Las cifras coinciden más o menos si nos alejamos de Shanghái y prestamos atención a otros dos de los ranking de referencia, Times Higher Education (THE) y el Quacquarelli Symonds World Universitary Rankings (QS). En QS los datos son más benévolos, puesto que la Universidad de Barcelona, la primera de las españolas, se cuela hasta el puesto 156 y la Universidad Autónoma de Madrid en el 187. En cualquier caso, lejos de la cabeza y, lo que tal vez sea peor, sin posibilidades reales por ahora ni tan solo de acercarse.

 

Los índices especializados

 

Las listas de universidades punteras clasificadas de acuerdo con criterios de reputación docente e investigadora tienen su contrapunto en las que fragmentan por áreas de saber o por especialización.

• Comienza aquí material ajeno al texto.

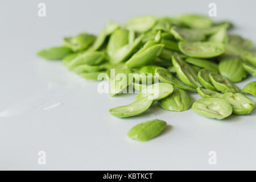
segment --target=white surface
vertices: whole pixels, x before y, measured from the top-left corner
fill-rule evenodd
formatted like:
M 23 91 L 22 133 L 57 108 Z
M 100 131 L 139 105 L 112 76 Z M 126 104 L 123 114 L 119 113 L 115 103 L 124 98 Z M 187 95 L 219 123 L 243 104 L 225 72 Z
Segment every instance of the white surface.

En los índices fragmentados las universidades españolas alcanzan puestos notorios. Este aspecto resulta de especial interés, puesto que vinculado a la posición aparecen factores no menores como la captación de recursos, las preferencias de los estudiantes (grado, posgrado o máster), la atracción de talento docente e investigador o la explotación de resultados de investigación en forma de patentes, licencias o acuerdos de desarrollo empresarial.

 

El ranking parcelado o desagregado no debe confundirse; sin embargo, con los de carácter nacional, que se asemejan a los globales de referencia y que, en general, comparten los mismos resultados. Podrían acercarse a las clasificaciones de centros o campus basados en los llamados grupos estratégicos. Son listas, en su inicio muy focalizadas con eventuales salidas profesionales, pero que hoy incorporan aspectos más globales.

 

Sea como sea, los índices fragmentados ajustan mucho mejor áreas del saber concretas, y a menudo estratégicas, con los intereses de los llamado usuarios del sistema universitario e incluso su localización geográfica. Los ejemplos que se repiten de forma recurrente estos últimos años son el de la Universidad de Barcelona, que se sitúa en el puesto 65 del mundo en Medicina Clínica; la Universidad Politécnica de Valencia, que es la 82 en Ciencias Agrarias; o la Universidad de Granada, que se aúpa a la posición 33 en Informática. Los datos proceden del informe oficial FICUE.

 

Las escuelas de negocios y los institutos, departamentos o facultades de Ciencias Económicas, son las grandes excepciones del sistema universitario español. De forma recurrente, ocupan posiciones punteras en los grandes listados internacionales, lo que les da un plus de competitividad.